Blog Moved

WordPress has some formatting problems in displaying posts published by Gmail emails, so I’m moving my personal technical blog to Blogger:

http://agentzh.blogspot.com/

Please update your RSS subscribe and/or bookmark settings 🙂

Posted in Uncategorized | 1 Comment

My fork of ngx_eval 2011.01.12 released

People have been reporting issues of my fork of ngx_eval when using it with recent versions of nginx. I’ve updated it to version 2011.01.12 to compatible with nginx 0.8.54+:

https://github.com/agentzh/nginx-eval-module/downloads

Now "eval_subrequest_in_memory" is off by default. Because subrequest_in_memory mode is still having issues.
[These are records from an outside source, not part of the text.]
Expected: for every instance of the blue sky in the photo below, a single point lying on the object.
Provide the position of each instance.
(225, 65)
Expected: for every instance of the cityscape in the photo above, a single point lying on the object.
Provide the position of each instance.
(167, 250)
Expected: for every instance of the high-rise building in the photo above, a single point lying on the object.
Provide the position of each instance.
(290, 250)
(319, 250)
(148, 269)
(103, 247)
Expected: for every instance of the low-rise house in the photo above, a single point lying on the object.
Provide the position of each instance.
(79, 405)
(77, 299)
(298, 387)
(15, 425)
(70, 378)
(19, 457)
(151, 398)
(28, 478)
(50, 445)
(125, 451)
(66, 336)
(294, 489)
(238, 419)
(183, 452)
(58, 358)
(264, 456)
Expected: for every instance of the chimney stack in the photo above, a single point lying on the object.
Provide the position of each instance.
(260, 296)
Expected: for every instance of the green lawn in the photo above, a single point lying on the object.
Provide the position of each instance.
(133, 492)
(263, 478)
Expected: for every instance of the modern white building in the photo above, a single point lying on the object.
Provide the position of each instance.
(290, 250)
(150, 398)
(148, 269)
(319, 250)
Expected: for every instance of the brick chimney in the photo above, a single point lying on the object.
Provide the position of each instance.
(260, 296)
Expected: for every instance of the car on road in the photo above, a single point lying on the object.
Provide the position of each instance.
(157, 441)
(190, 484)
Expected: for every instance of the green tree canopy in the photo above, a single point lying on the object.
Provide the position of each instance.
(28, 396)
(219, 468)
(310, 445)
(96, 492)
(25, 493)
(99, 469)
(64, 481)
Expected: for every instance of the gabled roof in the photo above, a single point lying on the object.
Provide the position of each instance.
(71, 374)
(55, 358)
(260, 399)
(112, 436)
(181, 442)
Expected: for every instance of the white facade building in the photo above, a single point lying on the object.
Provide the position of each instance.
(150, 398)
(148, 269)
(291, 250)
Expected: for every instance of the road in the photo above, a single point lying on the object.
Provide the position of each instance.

Here’s a small example for using ngx_eval with my ngx_redis2, an nginx upstream module that supports almost the full Redis 2.0 unified wire protocol:

location /foo {
eval_override_content_type ‘application/octet-stream’;
eval_subrequest_in_memory off;
eval $res {
redis2_literal_raw_query ‘set one 5\r\nfirst\r\n’;
redis2_pass 127.0.0.1:6379;
}
echo [$res];
}

Accessing /foo with curl yields

[+OK

  ]

on my side.

Please ensure that you’re using nginx 0.8.54+ and the latest version of my fork of ngx_eval (at lease 2010.12.29+ is required).

If you find any issues, please let me know.

Special thanks go to Valery Kholodkov for creating ngx_eval in the first place.

P.S. Still, it’s recommended to use ngx_lua module’s rewrite_by_lua or access_by_lua directives combined by the "ngx.location.capture" API to do what my fork of ngx_eval has been doing.

Posted in Uncategorized | Leave a comment

ngx_lua v0.1.1: access_by_lua and access_by_lua_file landed

After the first public release of ngx_lua, I’m proud to annouce the v0.1.1 version, which has introduced the access_by_lua and access_by_lua_file directives:

https://github.com/chaoslawful/lua-nginx-module/downloads

Now we can code up our own nginx access-phase handlers directly in pure Lua, with all the capabilities with rewrite_by_lua and content_by_lua, like firing up subrequests to other locations, reading/writing nginx variables, changing response headers, internal redirection, HTTP 301/302 redirection, throwing out 403/500/etc error pages, and etc etc etc.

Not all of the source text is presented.